The NFL just issued a statement saying it was wrong to censure players who protested police violence.

Constance Grady
Constance Grady is a senior correspondent on the Culture team for Vox, where since 2016 she has covered books, publishing, gender, celebrity analysis, and theater.

NFL players have protested police brutality and racism — the same problems now being demonstrated against across the country — for seasons, beginning in 2014, and the NFL has pushed back against these players, saying that they “created a false perception among many that thousands of NFL players were unpatriotic.” Now that has changed, with the league advocating for anti-racism activism in a Friday statement.

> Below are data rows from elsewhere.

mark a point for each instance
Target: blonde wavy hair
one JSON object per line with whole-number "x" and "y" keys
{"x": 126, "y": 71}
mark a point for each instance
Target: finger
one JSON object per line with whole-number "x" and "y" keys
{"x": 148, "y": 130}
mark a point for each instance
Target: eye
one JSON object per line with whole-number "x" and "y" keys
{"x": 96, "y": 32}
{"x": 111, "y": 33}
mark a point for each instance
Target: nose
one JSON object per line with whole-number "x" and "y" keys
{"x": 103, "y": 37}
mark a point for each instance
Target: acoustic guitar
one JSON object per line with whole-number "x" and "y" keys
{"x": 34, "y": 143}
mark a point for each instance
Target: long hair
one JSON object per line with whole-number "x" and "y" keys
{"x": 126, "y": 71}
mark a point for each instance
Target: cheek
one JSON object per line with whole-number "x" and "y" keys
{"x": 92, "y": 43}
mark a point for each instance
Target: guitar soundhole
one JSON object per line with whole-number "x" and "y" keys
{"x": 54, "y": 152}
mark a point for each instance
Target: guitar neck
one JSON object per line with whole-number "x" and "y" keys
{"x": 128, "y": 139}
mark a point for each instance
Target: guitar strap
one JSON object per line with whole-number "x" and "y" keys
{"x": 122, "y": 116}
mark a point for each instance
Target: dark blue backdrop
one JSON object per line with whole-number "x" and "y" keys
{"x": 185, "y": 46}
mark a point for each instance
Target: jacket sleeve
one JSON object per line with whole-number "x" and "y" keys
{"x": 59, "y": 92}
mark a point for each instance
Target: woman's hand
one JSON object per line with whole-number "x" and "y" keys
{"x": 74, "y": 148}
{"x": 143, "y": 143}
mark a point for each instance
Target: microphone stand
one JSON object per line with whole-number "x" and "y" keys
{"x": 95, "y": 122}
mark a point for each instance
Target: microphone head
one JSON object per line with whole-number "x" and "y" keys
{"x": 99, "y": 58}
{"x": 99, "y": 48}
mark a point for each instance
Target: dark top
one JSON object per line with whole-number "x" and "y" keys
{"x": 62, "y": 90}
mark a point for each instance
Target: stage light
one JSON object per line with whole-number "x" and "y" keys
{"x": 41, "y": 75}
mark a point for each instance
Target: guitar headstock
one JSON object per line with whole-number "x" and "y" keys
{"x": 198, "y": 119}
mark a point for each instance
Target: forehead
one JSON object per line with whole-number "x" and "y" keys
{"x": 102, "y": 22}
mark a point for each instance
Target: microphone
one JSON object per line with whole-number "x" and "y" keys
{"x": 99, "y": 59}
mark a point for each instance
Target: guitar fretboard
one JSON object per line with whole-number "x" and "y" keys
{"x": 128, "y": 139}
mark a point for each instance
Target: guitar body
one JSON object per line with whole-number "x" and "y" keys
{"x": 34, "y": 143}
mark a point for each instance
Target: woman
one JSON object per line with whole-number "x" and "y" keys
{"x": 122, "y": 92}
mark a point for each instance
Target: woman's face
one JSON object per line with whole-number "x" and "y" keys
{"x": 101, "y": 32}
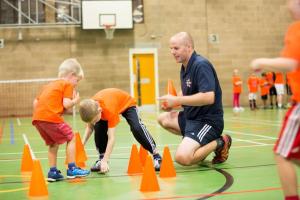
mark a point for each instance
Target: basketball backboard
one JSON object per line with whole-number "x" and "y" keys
{"x": 97, "y": 14}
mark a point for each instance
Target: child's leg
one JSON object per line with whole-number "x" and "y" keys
{"x": 101, "y": 137}
{"x": 52, "y": 155}
{"x": 235, "y": 100}
{"x": 139, "y": 130}
{"x": 101, "y": 140}
{"x": 238, "y": 100}
{"x": 70, "y": 151}
{"x": 141, "y": 134}
{"x": 287, "y": 175}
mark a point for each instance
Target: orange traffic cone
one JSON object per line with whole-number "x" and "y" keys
{"x": 80, "y": 156}
{"x": 143, "y": 155}
{"x": 134, "y": 165}
{"x": 149, "y": 180}
{"x": 170, "y": 88}
{"x": 37, "y": 186}
{"x": 167, "y": 169}
{"x": 27, "y": 163}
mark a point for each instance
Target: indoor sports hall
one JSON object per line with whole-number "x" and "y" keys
{"x": 125, "y": 44}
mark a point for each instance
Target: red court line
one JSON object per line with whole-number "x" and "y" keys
{"x": 219, "y": 194}
{"x": 1, "y": 131}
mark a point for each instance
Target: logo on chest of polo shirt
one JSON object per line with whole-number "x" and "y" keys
{"x": 188, "y": 82}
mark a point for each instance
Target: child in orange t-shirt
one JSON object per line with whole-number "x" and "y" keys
{"x": 287, "y": 147}
{"x": 101, "y": 113}
{"x": 272, "y": 90}
{"x": 56, "y": 98}
{"x": 264, "y": 89}
{"x": 237, "y": 90}
{"x": 279, "y": 86}
{"x": 253, "y": 83}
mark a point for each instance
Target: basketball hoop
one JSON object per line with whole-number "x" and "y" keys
{"x": 109, "y": 31}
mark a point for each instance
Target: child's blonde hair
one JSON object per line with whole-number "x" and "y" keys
{"x": 70, "y": 65}
{"x": 88, "y": 109}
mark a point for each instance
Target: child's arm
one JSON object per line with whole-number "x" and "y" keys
{"x": 280, "y": 63}
{"x": 69, "y": 103}
{"x": 88, "y": 132}
{"x": 108, "y": 150}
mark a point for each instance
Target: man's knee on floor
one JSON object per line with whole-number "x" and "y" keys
{"x": 183, "y": 159}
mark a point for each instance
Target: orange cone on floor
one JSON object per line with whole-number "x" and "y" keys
{"x": 80, "y": 156}
{"x": 149, "y": 180}
{"x": 37, "y": 186}
{"x": 134, "y": 165}
{"x": 167, "y": 169}
{"x": 27, "y": 163}
{"x": 170, "y": 88}
{"x": 143, "y": 155}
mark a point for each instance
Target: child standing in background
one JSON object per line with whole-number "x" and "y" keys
{"x": 56, "y": 98}
{"x": 272, "y": 89}
{"x": 264, "y": 89}
{"x": 279, "y": 86}
{"x": 237, "y": 89}
{"x": 253, "y": 83}
{"x": 287, "y": 147}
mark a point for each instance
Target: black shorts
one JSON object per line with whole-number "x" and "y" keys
{"x": 199, "y": 131}
{"x": 272, "y": 91}
{"x": 264, "y": 97}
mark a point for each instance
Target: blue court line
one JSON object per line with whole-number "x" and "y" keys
{"x": 12, "y": 132}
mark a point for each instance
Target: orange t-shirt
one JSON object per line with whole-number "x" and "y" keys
{"x": 292, "y": 50}
{"x": 50, "y": 107}
{"x": 264, "y": 87}
{"x": 237, "y": 88}
{"x": 279, "y": 78}
{"x": 270, "y": 78}
{"x": 113, "y": 102}
{"x": 253, "y": 83}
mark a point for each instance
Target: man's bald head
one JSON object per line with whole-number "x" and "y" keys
{"x": 185, "y": 38}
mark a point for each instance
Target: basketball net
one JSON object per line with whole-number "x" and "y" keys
{"x": 109, "y": 31}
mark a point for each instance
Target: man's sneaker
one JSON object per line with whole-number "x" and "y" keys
{"x": 96, "y": 166}
{"x": 157, "y": 163}
{"x": 222, "y": 155}
{"x": 77, "y": 172}
{"x": 54, "y": 176}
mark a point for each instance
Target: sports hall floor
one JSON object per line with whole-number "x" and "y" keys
{"x": 249, "y": 173}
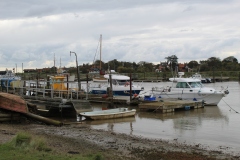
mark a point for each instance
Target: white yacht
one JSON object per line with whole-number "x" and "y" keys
{"x": 190, "y": 89}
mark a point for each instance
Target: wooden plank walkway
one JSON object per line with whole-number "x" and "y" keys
{"x": 167, "y": 106}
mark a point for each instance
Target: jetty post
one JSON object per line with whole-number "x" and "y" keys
{"x": 79, "y": 84}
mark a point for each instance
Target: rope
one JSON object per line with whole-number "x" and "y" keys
{"x": 230, "y": 107}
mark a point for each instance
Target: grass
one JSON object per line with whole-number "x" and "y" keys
{"x": 28, "y": 147}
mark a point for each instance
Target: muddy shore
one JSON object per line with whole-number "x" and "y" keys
{"x": 80, "y": 138}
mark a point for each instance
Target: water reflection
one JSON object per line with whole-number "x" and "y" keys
{"x": 212, "y": 125}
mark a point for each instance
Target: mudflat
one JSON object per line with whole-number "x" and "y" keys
{"x": 80, "y": 138}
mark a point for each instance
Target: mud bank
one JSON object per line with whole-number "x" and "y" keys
{"x": 81, "y": 139}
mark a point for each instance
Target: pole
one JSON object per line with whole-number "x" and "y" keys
{"x": 100, "y": 53}
{"x": 79, "y": 84}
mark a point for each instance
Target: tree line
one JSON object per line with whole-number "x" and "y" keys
{"x": 213, "y": 63}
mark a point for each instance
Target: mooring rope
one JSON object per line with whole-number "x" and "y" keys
{"x": 230, "y": 107}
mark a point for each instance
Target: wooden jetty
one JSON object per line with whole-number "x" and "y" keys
{"x": 167, "y": 106}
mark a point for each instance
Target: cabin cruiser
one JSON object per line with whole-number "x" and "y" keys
{"x": 203, "y": 79}
{"x": 120, "y": 86}
{"x": 190, "y": 89}
{"x": 9, "y": 79}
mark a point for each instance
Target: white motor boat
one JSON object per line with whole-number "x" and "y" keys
{"x": 120, "y": 86}
{"x": 190, "y": 89}
{"x": 203, "y": 79}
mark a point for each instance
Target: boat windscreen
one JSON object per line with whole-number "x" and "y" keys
{"x": 122, "y": 82}
{"x": 195, "y": 84}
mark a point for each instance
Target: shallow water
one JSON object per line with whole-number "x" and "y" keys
{"x": 214, "y": 127}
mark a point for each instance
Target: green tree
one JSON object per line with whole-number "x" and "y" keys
{"x": 214, "y": 63}
{"x": 193, "y": 65}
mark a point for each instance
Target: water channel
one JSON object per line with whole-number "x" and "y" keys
{"x": 214, "y": 127}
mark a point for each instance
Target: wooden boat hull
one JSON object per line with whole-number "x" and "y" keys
{"x": 109, "y": 114}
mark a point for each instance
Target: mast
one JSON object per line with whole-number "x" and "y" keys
{"x": 100, "y": 52}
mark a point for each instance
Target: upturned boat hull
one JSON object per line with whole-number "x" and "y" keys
{"x": 109, "y": 114}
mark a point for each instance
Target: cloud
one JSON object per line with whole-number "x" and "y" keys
{"x": 138, "y": 30}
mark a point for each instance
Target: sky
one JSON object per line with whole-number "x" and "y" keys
{"x": 34, "y": 33}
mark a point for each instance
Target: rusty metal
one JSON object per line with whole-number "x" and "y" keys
{"x": 13, "y": 103}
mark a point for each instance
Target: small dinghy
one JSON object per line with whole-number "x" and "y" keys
{"x": 109, "y": 114}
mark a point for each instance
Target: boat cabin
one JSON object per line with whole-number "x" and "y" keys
{"x": 188, "y": 83}
{"x": 118, "y": 79}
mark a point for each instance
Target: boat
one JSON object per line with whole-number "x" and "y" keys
{"x": 190, "y": 89}
{"x": 8, "y": 79}
{"x": 120, "y": 86}
{"x": 109, "y": 114}
{"x": 203, "y": 79}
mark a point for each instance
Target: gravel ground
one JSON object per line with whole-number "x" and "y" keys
{"x": 79, "y": 138}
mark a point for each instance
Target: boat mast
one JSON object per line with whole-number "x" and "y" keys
{"x": 100, "y": 52}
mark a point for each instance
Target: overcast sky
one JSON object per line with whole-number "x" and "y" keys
{"x": 32, "y": 31}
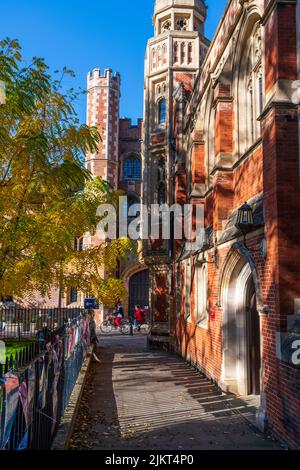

“We, the NFL, admit we were wrong.” That’s what the NFL tweeted in an official statement on Friday night, in which the organization apologized for not listening earlier to the black NFL players who have protested against police shootings of unarmed black people by kneeling during the national anthem at football games. The statement adds that the NFL “encourage[s] all to speak out and peacefully protest,” and concludes, “We, the NFL, believe Black Lives Matter.”

The tweet was accompanied by a video from NFL commissioner Roger Goodell. In the video, Goodell reiterates the statement in the tweet. “Without black players, there would be no National Football League,” he adds. “And the protests around the country are emblematic of the centuries of silence, inequality and oppression of black players, coaches, fans and staff.”

The NFL’s statement is an explicit response to a video multiple prominent NFL players released on Thursday. In the video, a group of players that included Patrick Mahomes and Tyrann Mathieu of the Kansas City Chiefs and Michael Thomas of the New Orleans Saints demanded accountability from the NFL.

“We will not be silenced. We assert our right to peacefully protest,” the players said. “It shouldn’t take this long to admit.” They asked that the NFL deliver the very message that it tweeted out, verbatim, on Friday night.

The NFL’s new statement comes after years spent condemning players who knelt during the national anthem. When that movement was at its height in 2018, league officials threatened to fine players who “disrespected” the flag or the national anthem by kneeling. Players who wanted to kneel could do so only behind the closed doors of changing rooms.

Colin Kaepernick, who began the movement in 2014, has not played football since 2016. There is no word on whether this change in course means he will be rehired by an NFL team.